British Prime Minister Liz Truss announced Thursday that she would resign after just six weeks in office, following a disastrous and rapidly reversed economic plan that sent the pound plunging and her government into chaos.
Having been formally appointed by Queen Elizabeth II on Sept. 6, Truss is now by far the shortest-serving prime minister in British history and will be remembered as one of the most calamitous.
The previous holder of this record, George Canning, lasted 119 days in the early 19th century; Truss will serve about 50.
A leadership contest to decide the next leader of the ruling Conservative Party, who will by default become the next prime minister, is now underway and will conclude in the next week.
On Wednesday, Truss assured Parliament during the weekly Prime Minister’s Questions session that she was a “fighter, not a quitter.”
But leading a ruling party is only possible with respect and credibility. Truss increasingly had little of either, and quit just a day later.
“I recognize that given the situation I cannot deliver the mandate on which I was elected by the Conservative Party,” she said Thursday outside No. 10 Downing St.
“I have therefore spoken to his majesty the king to notify him that I am resigning as leader of the Conservative Party.”
She ended the brief statement by saying: “I will remain as prime minister until a successor is chosen.”
The decision follows a night of remarkable scenes in Parliament, with lawmakers denouncing strong-arm tactics employed by Truss’ team that allegedly brought some colleagues to tears, and prompted growing demands for her to go from within her own party.
Attention now turns to who might take her place, but with no clear successor waiting in the wings, there could be more uncertain days ahead.

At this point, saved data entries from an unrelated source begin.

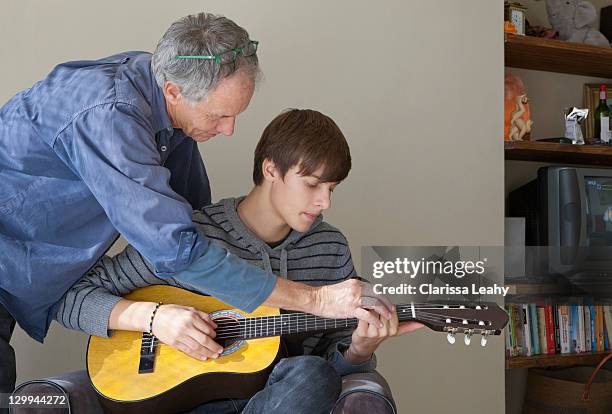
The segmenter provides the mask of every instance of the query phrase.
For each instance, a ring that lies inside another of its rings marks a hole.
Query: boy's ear
[[[266,181],[274,181],[278,175],[274,161],[270,161],[267,158],[261,163],[261,172],[263,173],[263,178]]]

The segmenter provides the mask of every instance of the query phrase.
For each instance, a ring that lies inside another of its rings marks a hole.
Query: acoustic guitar
[[[209,296],[173,286],[154,285],[125,297],[192,306],[217,324],[215,340],[224,347],[217,359],[191,358],[147,333],[115,331],[110,338],[91,336],[87,372],[100,402],[111,412],[181,412],[222,398],[250,398],[261,390],[280,358],[280,335],[355,328],[358,320],[329,319],[307,313],[280,313],[260,306],[244,313]],[[396,305],[400,321],[418,321],[435,331],[499,335],[508,315],[495,303]]]

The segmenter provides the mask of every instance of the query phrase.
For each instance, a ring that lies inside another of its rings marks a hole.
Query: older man
[[[357,282],[311,288],[279,279],[193,226],[192,209],[210,202],[197,142],[233,133],[253,95],[256,51],[231,20],[187,16],[153,55],[61,64],[0,109],[0,392],[15,381],[14,320],[42,342],[56,302],[119,233],[157,276],[238,308],[380,323],[361,307]],[[205,337],[204,353],[208,323],[190,327]]]

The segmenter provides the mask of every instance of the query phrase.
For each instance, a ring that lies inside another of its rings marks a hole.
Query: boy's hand
[[[357,329],[353,331],[351,345],[344,352],[344,358],[351,364],[360,364],[369,360],[378,346],[387,338],[399,336],[422,328],[419,322],[399,323],[397,311],[393,307],[391,320],[380,318],[383,327],[360,320]]]

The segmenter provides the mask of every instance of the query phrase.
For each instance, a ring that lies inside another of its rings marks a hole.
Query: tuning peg
[[[466,345],[469,345],[472,342],[472,333],[468,332],[463,336],[463,342],[465,342]]]
[[[487,337],[489,336],[489,334],[482,334],[482,337],[480,338],[480,346],[487,346]]]
[[[449,344],[451,344],[451,345],[454,344],[455,343],[455,334],[453,332],[449,332],[446,335],[446,339],[448,340]]]

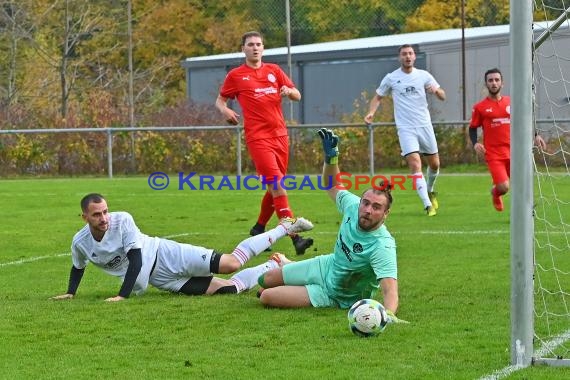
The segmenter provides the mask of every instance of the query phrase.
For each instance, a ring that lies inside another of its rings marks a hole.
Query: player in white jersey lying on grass
[[[336,184],[338,137],[319,130],[325,163],[323,178],[329,197],[343,214],[334,252],[272,269],[259,278],[261,303],[281,308],[338,307],[373,298],[380,287],[390,322],[398,310],[396,242],[384,225],[392,195],[390,184],[370,188],[358,197]],[[327,181],[328,179],[328,181]]]
[[[230,279],[213,273],[229,274],[241,268],[278,239],[313,228],[304,218],[284,218],[272,230],[243,240],[231,254],[178,243],[143,234],[127,212],[109,212],[105,198],[96,193],[81,200],[87,222],[73,237],[72,267],[67,292],[54,300],[75,296],[89,262],[108,274],[121,277],[118,294],[106,301],[121,301],[131,293],[142,294],[148,284],[158,289],[187,295],[240,293],[257,284],[257,278],[286,260],[276,253],[264,264],[244,269]]]

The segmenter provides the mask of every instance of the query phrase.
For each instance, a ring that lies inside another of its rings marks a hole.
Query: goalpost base
[[[563,358],[533,358],[532,365],[534,366],[549,366],[549,367],[570,367],[570,359]]]

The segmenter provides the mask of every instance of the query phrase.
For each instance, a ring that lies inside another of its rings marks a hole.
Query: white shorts
[[[433,127],[398,128],[398,138],[400,139],[402,156],[407,156],[413,152],[437,153],[437,141]]]
[[[149,283],[158,289],[178,292],[192,277],[212,276],[213,249],[160,239],[156,266]]]

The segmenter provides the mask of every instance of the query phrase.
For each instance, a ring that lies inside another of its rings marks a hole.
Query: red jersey
[[[483,126],[485,158],[489,160],[511,157],[511,98],[485,98],[473,106],[470,128]]]
[[[287,136],[281,108],[281,86],[295,87],[291,79],[273,63],[254,69],[243,64],[230,70],[220,95],[237,99],[243,113],[245,141]]]

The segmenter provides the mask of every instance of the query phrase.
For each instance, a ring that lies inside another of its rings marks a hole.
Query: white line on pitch
[[[544,355],[547,355],[549,352],[552,352],[555,348],[561,346],[568,340],[570,340],[570,330],[566,330],[564,333],[560,334],[554,339],[544,342],[542,347],[540,347],[537,351],[535,351],[534,357],[541,358]]]
[[[179,236],[188,236],[188,235],[190,235],[188,232],[184,232],[183,234],[162,236],[162,238],[163,239],[170,239],[170,238],[175,238],[175,237],[179,237]]]
[[[501,235],[501,234],[508,234],[508,233],[510,233],[510,231],[508,231],[508,230],[474,230],[474,231],[433,231],[433,230],[427,230],[427,231],[395,231],[395,232],[392,231],[392,234],[395,236],[404,235],[404,234],[418,234],[418,233],[421,235]],[[536,231],[535,233],[544,233],[544,232]],[[321,231],[321,232],[311,231],[311,232],[309,232],[309,234],[311,234],[311,235],[337,235],[337,232],[336,231]],[[219,232],[203,232],[203,231],[201,231],[201,232],[186,232],[186,233],[181,233],[181,234],[162,236],[162,238],[171,239],[171,238],[180,237],[180,236],[211,236],[211,235],[219,235]],[[243,235],[243,234],[239,233],[236,235]],[[5,267],[5,266],[10,266],[10,265],[19,265],[19,264],[38,261],[38,260],[50,259],[50,258],[54,258],[54,257],[61,257],[61,256],[65,256],[65,255],[70,255],[70,253],[68,252],[68,253],[59,253],[56,255],[36,256],[36,257],[30,257],[27,259],[10,261],[7,263],[0,263],[0,268]]]
[[[508,234],[507,230],[473,230],[473,231],[419,231],[423,235],[491,235]],[[411,232],[412,233],[412,232]],[[413,232],[418,233],[418,232]]]
[[[189,235],[188,233],[183,233],[183,234],[175,234],[175,235],[167,235],[167,236],[163,236],[164,239],[170,239],[170,238],[175,238],[175,237],[179,237],[179,236],[186,236]],[[66,252],[66,253],[58,253],[55,255],[46,255],[46,256],[36,256],[36,257],[29,257],[27,259],[20,259],[20,260],[16,260],[16,261],[10,261],[7,263],[0,263],[0,268],[2,267],[7,267],[7,266],[11,266],[11,265],[20,265],[20,264],[25,264],[25,263],[31,263],[34,261],[39,261],[39,260],[44,260],[44,259],[53,259],[56,257],[62,257],[62,256],[69,256],[71,255],[71,252]]]
[[[562,344],[564,344],[569,339],[570,339],[570,330],[566,330],[564,333],[555,337],[554,339],[547,341],[547,342],[544,342],[542,344],[542,346],[534,352],[534,357],[535,358],[542,358],[544,355],[547,355],[549,352],[552,352],[553,349],[561,346]],[[527,368],[527,367],[524,367],[522,365],[510,365],[510,366],[507,366],[505,368],[502,368],[502,369],[499,369],[499,370],[493,372],[491,375],[481,377],[479,380],[503,379],[507,376],[512,375],[513,372],[516,372],[516,371],[524,369],[524,368]]]
[[[520,365],[510,365],[503,369],[493,372],[491,375],[485,376],[480,378],[479,380],[499,380],[503,379],[509,375],[512,375],[513,372],[518,371],[519,369],[523,369],[525,367]]]
[[[69,256],[70,253],[66,252],[66,253],[58,253],[56,255],[51,255],[51,256],[36,256],[36,257],[30,257],[27,259],[20,259],[20,260],[16,260],[16,261],[10,261],[8,263],[0,263],[0,268],[2,267],[7,267],[9,265],[20,265],[20,264],[25,264],[25,263],[31,263],[33,261],[38,261],[38,260],[43,260],[43,259],[51,259],[54,257],[61,257],[61,256]]]
[[[390,231],[392,235],[404,235],[404,234],[423,234],[423,235],[491,235],[491,234],[508,234],[507,230],[478,230],[478,231]],[[307,231],[309,235],[337,235],[336,231]],[[190,236],[202,236],[202,235],[219,235],[219,232],[211,231],[200,231],[200,232],[189,232],[186,235]],[[243,233],[237,233],[234,235],[243,235]]]

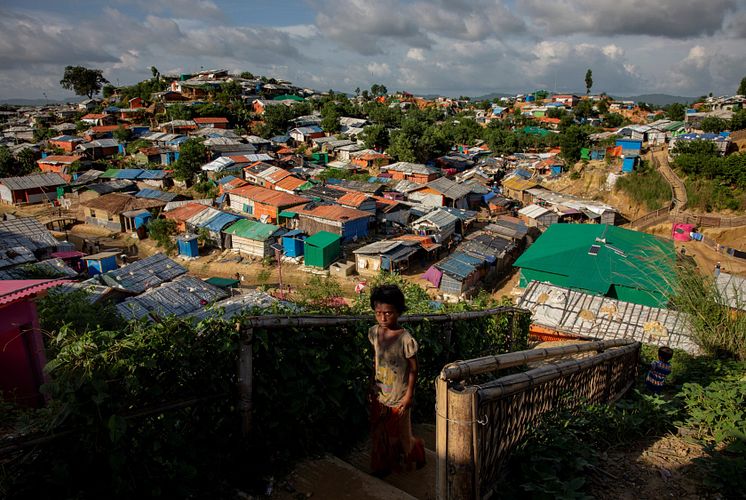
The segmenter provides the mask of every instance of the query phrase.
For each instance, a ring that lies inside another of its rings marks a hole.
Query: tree
[[[0,177],[20,177],[36,170],[36,156],[31,149],[23,149],[14,157],[6,146],[0,146]]]
[[[241,78],[243,78],[244,80],[253,80],[254,79],[254,75],[250,71],[242,71],[239,76]]]
[[[730,129],[733,131],[746,129],[746,110],[740,110],[730,119]]]
[[[624,123],[624,117],[619,113],[609,113],[604,115],[604,125],[607,127],[620,127]]]
[[[736,94],[746,95],[746,76],[741,78],[741,84],[738,86],[738,90],[736,91]]]
[[[713,134],[719,134],[728,128],[728,120],[723,120],[717,116],[708,116],[702,120],[702,131]]]
[[[101,91],[101,95],[104,96],[104,99],[108,99],[109,97],[114,95],[114,92],[116,92],[116,90],[117,88],[114,85],[107,83],[106,85],[104,85],[104,88]]]
[[[370,93],[373,94],[374,97],[378,97],[388,94],[389,91],[385,85],[374,83],[370,86]]]
[[[684,114],[686,113],[686,108],[683,104],[680,102],[675,102],[668,106],[668,109],[666,110],[666,116],[669,120],[674,121],[682,121],[684,119]]]
[[[341,115],[337,111],[337,106],[333,102],[327,102],[324,107],[321,108],[321,128],[324,132],[333,134],[339,132],[340,124],[339,119]]]
[[[355,96],[357,97],[359,95],[360,95],[360,87],[357,87],[355,88]]]
[[[60,80],[62,88],[72,90],[76,95],[92,98],[109,80],[104,78],[100,69],[88,69],[83,66],[67,66]]]
[[[173,250],[175,246],[171,241],[171,236],[176,233],[176,221],[173,219],[153,219],[148,223],[148,235],[158,243],[159,247],[168,251]]]
[[[132,131],[128,128],[124,128],[122,125],[118,126],[112,135],[114,136],[114,139],[119,142],[128,142],[132,139]]]
[[[153,80],[161,79],[161,72],[158,71],[158,68],[156,68],[155,66],[150,67],[150,73],[153,75]]]
[[[588,134],[579,125],[571,125],[560,137],[562,156],[569,162],[580,160],[580,150],[587,145]]]
[[[591,93],[591,87],[593,87],[593,71],[588,68],[588,71],[585,72],[585,95]]]
[[[191,181],[200,173],[200,167],[207,161],[207,148],[197,139],[184,141],[179,148],[179,159],[174,164],[174,177]]]
[[[581,100],[578,105],[573,108],[573,113],[575,113],[575,116],[578,118],[589,118],[593,115],[593,104],[591,104],[590,99]]]
[[[366,148],[385,151],[389,147],[389,131],[385,125],[368,125],[363,129],[361,139]]]

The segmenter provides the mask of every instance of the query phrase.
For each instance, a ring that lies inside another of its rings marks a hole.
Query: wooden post
[[[446,500],[448,491],[448,382],[435,379],[435,498]]]
[[[464,390],[448,390],[448,500],[468,500],[475,498],[473,398],[475,387]]]
[[[247,328],[238,351],[238,411],[241,414],[241,435],[251,431],[251,397],[254,390],[254,329]]]

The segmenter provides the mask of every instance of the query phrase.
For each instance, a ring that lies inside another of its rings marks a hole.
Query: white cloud
[[[407,59],[412,59],[414,61],[424,61],[425,51],[422,49],[411,48],[407,51]]]
[[[376,77],[389,76],[391,74],[391,68],[387,63],[372,62],[368,64],[367,69],[372,76]]]

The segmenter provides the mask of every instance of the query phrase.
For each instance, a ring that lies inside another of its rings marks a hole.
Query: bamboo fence
[[[581,359],[557,359],[582,353]],[[637,374],[640,343],[629,340],[488,356],[446,366],[436,381],[436,498],[489,498],[511,451],[542,415],[621,397]],[[544,362],[476,384],[472,378]]]

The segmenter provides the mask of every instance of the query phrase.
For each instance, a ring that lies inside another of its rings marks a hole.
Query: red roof
[[[93,132],[94,134],[103,134],[103,133],[106,133],[106,132],[114,132],[114,131],[118,130],[119,127],[129,128],[130,126],[128,124],[122,124],[122,125],[96,125],[95,127],[91,127],[91,132]]]
[[[57,259],[74,259],[76,257],[84,257],[85,255],[86,254],[84,254],[83,252],[78,252],[77,250],[52,253],[52,257],[55,257]]]
[[[371,216],[369,212],[363,212],[362,210],[343,207],[341,205],[318,205],[308,210],[301,208],[293,211],[303,215],[310,215],[311,217],[334,221],[362,219],[363,217]]]
[[[36,160],[37,163],[74,163],[80,160],[80,156],[75,155],[49,155],[41,160]]]
[[[193,118],[192,120],[194,120],[194,123],[228,123],[228,118],[222,116]]]
[[[187,203],[186,205],[183,205],[179,208],[174,208],[173,210],[169,210],[168,212],[163,212],[163,215],[167,219],[186,221],[187,219],[202,212],[203,210],[207,210],[207,208],[208,207],[206,205],[201,205],[199,203]]]
[[[273,207],[300,205],[311,201],[308,198],[295,196],[294,194],[284,193],[282,191],[274,191],[260,186],[244,186],[236,188],[230,192],[230,195],[241,196]]]
[[[83,116],[81,120],[100,120],[106,115],[103,115],[101,113],[88,113],[87,115]]]
[[[267,180],[272,181],[273,184],[277,184],[278,182],[280,182],[285,177],[289,177],[291,175],[292,174],[290,172],[288,172],[287,170],[276,170],[276,171],[272,172],[271,174],[267,175],[265,178]]]
[[[33,297],[53,286],[69,283],[65,279],[46,280],[0,280],[0,305],[12,304]]]

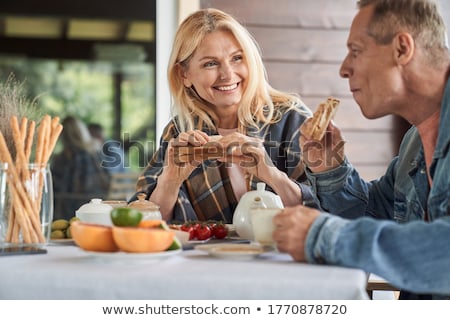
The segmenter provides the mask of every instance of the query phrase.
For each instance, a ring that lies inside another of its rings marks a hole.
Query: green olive
[[[68,227],[66,229],[66,238],[67,239],[72,239],[72,232],[70,231],[70,227]]]
[[[74,222],[74,221],[80,221],[80,218],[78,218],[78,217],[72,217],[72,218],[70,218],[69,224],[72,224],[72,222]]]
[[[51,239],[64,239],[66,236],[64,235],[64,231],[62,230],[54,230],[50,234]]]
[[[66,219],[58,219],[52,222],[52,231],[65,230],[69,226],[69,221]]]

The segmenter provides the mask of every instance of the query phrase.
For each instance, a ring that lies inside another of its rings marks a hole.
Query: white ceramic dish
[[[73,241],[73,239],[50,239],[48,244],[55,246],[71,246],[75,245],[75,241]]]
[[[175,237],[180,240],[181,244],[186,244],[189,242],[189,232],[170,229],[170,231],[175,232]]]
[[[96,252],[87,251],[80,248],[88,256],[99,258],[102,260],[135,260],[135,259],[164,259],[173,255],[177,255],[183,250],[169,250],[162,252],[150,252],[150,253],[127,253],[127,252]]]
[[[112,226],[112,210],[113,207],[109,204],[102,203],[102,199],[94,198],[75,211],[75,216],[83,222]]]

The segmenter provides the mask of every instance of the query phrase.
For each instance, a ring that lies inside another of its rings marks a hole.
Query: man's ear
[[[400,65],[406,65],[411,61],[415,52],[415,43],[411,34],[400,32],[392,41],[394,46],[394,59]]]

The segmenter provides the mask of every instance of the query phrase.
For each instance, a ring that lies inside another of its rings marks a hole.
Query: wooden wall
[[[366,179],[382,175],[397,148],[393,118],[367,120],[339,76],[355,0],[201,0],[231,13],[259,43],[273,87],[297,92],[314,111],[328,96],[341,100],[335,122],[346,154]]]

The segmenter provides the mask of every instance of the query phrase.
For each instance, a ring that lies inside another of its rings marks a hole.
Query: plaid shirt
[[[313,196],[306,183],[303,163],[299,147],[299,127],[311,115],[311,111],[303,105],[296,109],[285,109],[279,122],[267,125],[263,130],[248,129],[248,136],[260,137],[264,140],[265,149],[273,164],[285,172],[288,177],[299,185],[304,202],[312,201]],[[217,132],[203,130],[208,135]],[[173,120],[164,129],[160,148],[156,151],[143,175],[138,179],[137,189],[146,192],[147,196],[156,187],[157,178],[164,166],[168,142],[177,137],[178,131]],[[238,204],[234,196],[230,178],[224,163],[216,160],[206,160],[197,167],[178,191],[178,199],[173,210],[173,222],[191,220],[217,220],[232,223],[233,213]],[[261,182],[255,176],[247,178],[247,190],[256,190],[256,184]],[[270,190],[269,187],[267,189]],[[139,193],[138,192],[138,193]],[[147,198],[148,198],[147,197]]]

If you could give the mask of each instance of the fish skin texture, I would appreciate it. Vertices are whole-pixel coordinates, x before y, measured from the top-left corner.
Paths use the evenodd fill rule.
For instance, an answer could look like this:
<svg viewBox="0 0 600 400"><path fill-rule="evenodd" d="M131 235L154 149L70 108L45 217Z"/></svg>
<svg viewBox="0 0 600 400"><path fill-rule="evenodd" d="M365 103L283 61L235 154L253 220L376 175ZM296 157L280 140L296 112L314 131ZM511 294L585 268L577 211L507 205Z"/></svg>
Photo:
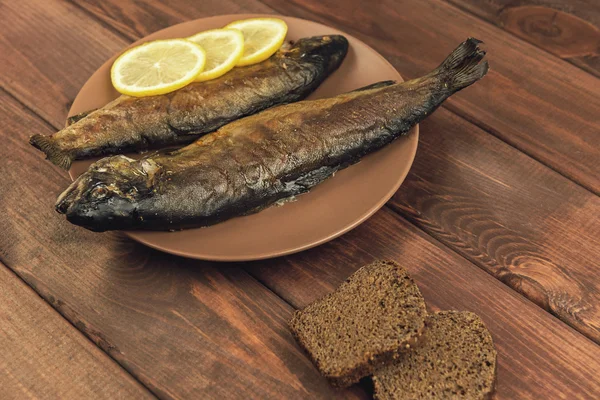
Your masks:
<svg viewBox="0 0 600 400"><path fill-rule="evenodd" d="M257 212L301 193L406 134L488 70L476 39L431 73L281 105L139 161L104 158L59 197L94 231L177 230Z"/></svg>
<svg viewBox="0 0 600 400"><path fill-rule="evenodd" d="M149 97L122 95L79 114L52 136L30 143L52 163L188 144L219 127L312 93L342 63L348 41L340 35L303 38L271 58L234 68L222 77Z"/></svg>

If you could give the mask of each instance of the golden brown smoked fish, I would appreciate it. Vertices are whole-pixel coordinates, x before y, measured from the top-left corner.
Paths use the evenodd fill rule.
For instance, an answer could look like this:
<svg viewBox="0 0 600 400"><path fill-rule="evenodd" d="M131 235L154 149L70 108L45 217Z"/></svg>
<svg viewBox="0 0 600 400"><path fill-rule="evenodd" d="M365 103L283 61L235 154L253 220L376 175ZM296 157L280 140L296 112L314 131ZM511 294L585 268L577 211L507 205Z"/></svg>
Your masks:
<svg viewBox="0 0 600 400"><path fill-rule="evenodd" d="M259 211L391 143L482 78L478 43L468 39L418 79L274 107L171 153L104 158L56 209L94 231L200 227Z"/></svg>
<svg viewBox="0 0 600 400"><path fill-rule="evenodd" d="M191 143L238 118L303 99L347 51L343 36L300 39L262 63L211 81L160 96L120 96L52 136L32 136L30 143L65 169L73 160Z"/></svg>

Truss, 47, promised a radical shift in Britain’s economic fortunes, turning it into a low-tax, high-growth country that would unleash its post-Brexit potential.
In practice, “Trussonomics” was an utter failure and would become her political epitaph.
Her first finance minister, Kwasi Kwarteng, announced 45 billion pounds ($48 billion) in unfunded tax cuts, which saw the government’s cost of borrowing spiral, an emergency intervention from the central Bank of England and a reprimand from the International Monetary Fund.
Kwarteng was soon fired, and his successor, Jeremy Hunt, set about reversing almost all of the controversial policies. Despite the U-turn, Britain is still coping with the fallout from this plan, with record inflation and increased mortgage rates.
While in office, Truss became a figure of ridicule, compared unfavorably to a rotting lettuce in a blond wig in a tabloid newspaper stunt. Her personal approval rating fell to minus 70, according to pollsters at YouGov, making her the most unpopular party leader in British history. The opposition Labour Party soared in the polls as the ruling Conservatives Party sank.
Truss did not win a national election.
She won the Conservative Party leadership race and became prime minister by default: In Britain’s unwritten Constitution, the leader of the party with the most seats in the House of Commons is invited to head its executive.
Now the Conservatives, known as Tories, will begin the search for their fifth leader in six years, a sign of Britain’s tumultuous political life since the 2016 referendum on leaving the European Union.
Some Tories have cautioned against choosing their next leader without allowing the British people at large to have their say.
Most former prime ministers choose either to remain a backbencher — a member of Parliament without a government job who represents their district — or to resign, triggering a by-election.
Whether she continues to serve her constituency in southwest Norfolk in the east of England, or leave to do something completely different, remains to be seen.